I realized after I read this that I really have been trying, rather hard, to achieve that which I've already experienced. I've been bemoaning the fact that I have "failed" in many ways because I didn't achieve the pinnacle of--what I now realize--is what I have already experienced. I have teeth in need of tending. I'm a little softer around the middle. I'm not the picture perfect superwoman, or at least the 21st century's definition of it.

Maybe those "failures" are simply signs that whatever experience was to be had is now earned, and there is an entirely new experience waiting to challenge and delight. Maybe I actually have indeed achieved what I needed to achieve, whether or not it may look that way. Each new experience is built upon the one that came before. It has it's own meandering trajectory, but it's the experience that is important, not necessarily the accolades.

I am attracted to the idea of listening to one's body and feeling the truth in one's heart. It's only recently that I've begun to think this of as tool, a compass, my true North. I truly believe that great things are afoot, even if they take form in the shape of only very small miracles.

Here's an example. I was on the subway going to my brother's house. The train goes above ground right before I'm supposed to get off, so I put my book away and looked outside.

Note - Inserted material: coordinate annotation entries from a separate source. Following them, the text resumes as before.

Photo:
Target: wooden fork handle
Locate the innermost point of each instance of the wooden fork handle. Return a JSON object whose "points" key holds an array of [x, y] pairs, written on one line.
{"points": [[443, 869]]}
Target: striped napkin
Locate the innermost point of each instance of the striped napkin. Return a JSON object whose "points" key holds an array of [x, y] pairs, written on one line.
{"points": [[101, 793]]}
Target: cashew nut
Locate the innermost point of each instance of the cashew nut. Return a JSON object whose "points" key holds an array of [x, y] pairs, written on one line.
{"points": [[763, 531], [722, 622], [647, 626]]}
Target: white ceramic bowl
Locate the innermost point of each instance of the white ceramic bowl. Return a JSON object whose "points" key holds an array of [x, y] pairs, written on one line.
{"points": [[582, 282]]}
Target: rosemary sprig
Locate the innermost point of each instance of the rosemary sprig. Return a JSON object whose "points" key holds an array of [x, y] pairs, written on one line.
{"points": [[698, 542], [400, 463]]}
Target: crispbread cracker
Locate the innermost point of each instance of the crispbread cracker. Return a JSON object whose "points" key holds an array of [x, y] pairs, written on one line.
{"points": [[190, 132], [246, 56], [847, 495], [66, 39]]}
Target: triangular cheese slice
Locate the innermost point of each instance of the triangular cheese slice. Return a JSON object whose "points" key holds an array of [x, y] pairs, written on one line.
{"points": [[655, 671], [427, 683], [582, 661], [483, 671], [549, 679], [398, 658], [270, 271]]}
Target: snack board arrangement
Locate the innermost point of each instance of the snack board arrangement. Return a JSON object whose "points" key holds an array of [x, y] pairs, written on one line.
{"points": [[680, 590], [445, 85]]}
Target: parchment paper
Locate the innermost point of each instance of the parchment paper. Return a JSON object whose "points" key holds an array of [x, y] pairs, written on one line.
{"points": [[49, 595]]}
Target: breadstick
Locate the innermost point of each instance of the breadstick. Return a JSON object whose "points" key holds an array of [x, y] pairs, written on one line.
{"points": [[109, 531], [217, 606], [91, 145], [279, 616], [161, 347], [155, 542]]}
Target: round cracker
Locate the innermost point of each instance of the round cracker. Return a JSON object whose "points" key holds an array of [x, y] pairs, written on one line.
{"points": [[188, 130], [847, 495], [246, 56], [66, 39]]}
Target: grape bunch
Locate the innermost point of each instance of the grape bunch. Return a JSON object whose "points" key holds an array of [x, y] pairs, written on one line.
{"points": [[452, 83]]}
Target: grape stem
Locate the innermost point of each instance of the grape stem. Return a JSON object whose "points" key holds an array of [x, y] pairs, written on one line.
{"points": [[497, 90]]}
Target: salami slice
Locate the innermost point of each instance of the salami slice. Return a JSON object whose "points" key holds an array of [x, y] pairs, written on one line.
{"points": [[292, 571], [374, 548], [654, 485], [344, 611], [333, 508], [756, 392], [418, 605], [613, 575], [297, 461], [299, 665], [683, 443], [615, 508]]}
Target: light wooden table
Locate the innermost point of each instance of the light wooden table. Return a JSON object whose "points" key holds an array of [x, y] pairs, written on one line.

There was a rainbow outside the window, so brilliant that a surprised "Oh my God!" escaped my lips. The man sitting across from me looked up, concerned. I said to him, "Do you see the rainbow?" And not only did he turn around, but everyone in the subway car did too. It was intensely bright--it didn't even look real. This is a rarity in NYC, but the fact that it arced across the entire sky was something I had never seen before in my fair city. I tried to snap some photos before it washed out of the sky:

And a little closer:

My rainbow companion (who I would find out later was named Jim) told me that it was "a good sign, a very good sign" to have this rainbow in our midst. Between the butterflies that have been following me, and now this rainbow, I don't know exactly what the message is, but I really, really like it.